1990年代の中国映画市場の変革は、「タイタニック」の大ヒットがきっかけで始まりました。この時期から香港を通じて様々な外国映画が中国本土へと導入され、日本映画も徐々に中国市場に進出し始めました。中国の膨大な人口は、映画産業にとって巨大な市場を意味しており、中国で成功を収めることはハリウッドにとっても経済的に非常に魅力的です。

ハリウッドは、中国の観客にアピールするために、中国の文化的要素やロケ地、さらには中国の俳優を積極的に取り入れる戦略を採用しています。このような文化的アダプテーションは、映画が直接的な観光促進の役割を果たすことを意図しており、映画の舞台となった場所はしばしば観光地として訪れるファンも多いです。特に北海道は、中国で大流行した映画のロケ地として知られており、この背景が中国人観光客による訪日旅行の増加に大きく寄与しています。

子供向け番組の影響についても、本書ではウルトラマンの例を挙げて詳述しています。子供たちが映画やテレビ番組の内容を模倣することは自然な行動であり、これが時に安全に関わる問題を引き起こすことがあります。私自身、二人の子を持つ父として、初めは戦隊モノのような激しい内容を子供たちに見せることに慎重でした。しかし、子育てを経験する中で、映画や番組をただの娯楽ではなく、フィクションとして正しく捉え、現実と区別できる能力を育む重要な教育的役割があることを理解しました。

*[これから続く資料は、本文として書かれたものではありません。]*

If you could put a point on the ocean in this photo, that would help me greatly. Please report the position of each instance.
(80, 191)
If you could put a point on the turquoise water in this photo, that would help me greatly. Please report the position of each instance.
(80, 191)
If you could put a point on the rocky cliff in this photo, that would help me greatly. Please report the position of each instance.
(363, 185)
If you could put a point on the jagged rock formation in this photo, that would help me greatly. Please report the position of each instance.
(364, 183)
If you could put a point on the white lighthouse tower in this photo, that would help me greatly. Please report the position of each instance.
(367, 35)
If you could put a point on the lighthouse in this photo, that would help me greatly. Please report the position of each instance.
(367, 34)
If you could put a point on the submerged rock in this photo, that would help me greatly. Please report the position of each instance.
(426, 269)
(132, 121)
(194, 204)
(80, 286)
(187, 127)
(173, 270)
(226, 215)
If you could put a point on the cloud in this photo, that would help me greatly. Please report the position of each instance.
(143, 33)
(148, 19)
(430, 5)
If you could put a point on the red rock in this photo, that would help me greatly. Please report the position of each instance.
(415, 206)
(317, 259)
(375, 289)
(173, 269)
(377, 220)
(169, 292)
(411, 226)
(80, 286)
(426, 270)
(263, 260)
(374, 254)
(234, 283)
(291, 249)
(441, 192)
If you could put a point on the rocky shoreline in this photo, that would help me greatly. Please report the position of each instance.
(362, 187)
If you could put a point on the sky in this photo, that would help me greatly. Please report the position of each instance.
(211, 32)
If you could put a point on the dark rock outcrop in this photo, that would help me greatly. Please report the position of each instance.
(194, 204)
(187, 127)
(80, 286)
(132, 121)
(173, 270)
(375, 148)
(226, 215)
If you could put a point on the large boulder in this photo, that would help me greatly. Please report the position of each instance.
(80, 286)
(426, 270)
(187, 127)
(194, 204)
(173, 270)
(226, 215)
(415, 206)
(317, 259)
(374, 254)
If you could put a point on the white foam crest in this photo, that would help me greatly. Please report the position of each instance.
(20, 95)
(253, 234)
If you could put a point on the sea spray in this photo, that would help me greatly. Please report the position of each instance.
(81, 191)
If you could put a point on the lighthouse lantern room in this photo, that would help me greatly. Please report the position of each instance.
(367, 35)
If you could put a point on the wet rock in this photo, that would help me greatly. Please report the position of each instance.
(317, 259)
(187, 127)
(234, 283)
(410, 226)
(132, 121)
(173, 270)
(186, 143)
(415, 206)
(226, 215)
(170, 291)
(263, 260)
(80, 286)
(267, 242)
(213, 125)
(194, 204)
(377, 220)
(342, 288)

本書は、映画やテレビが文化に与える影響の重要性を浮き彫りにし、特に中国市場の複雑なダイナミズムを詳細に分析することで、グローバルな映画産業の中での中国の位置づけと影響力を明らかにしています。映画業界の専門家だけでなく、文化的な交流に興味がある一般の読者にとっても非常に有益な一冊です。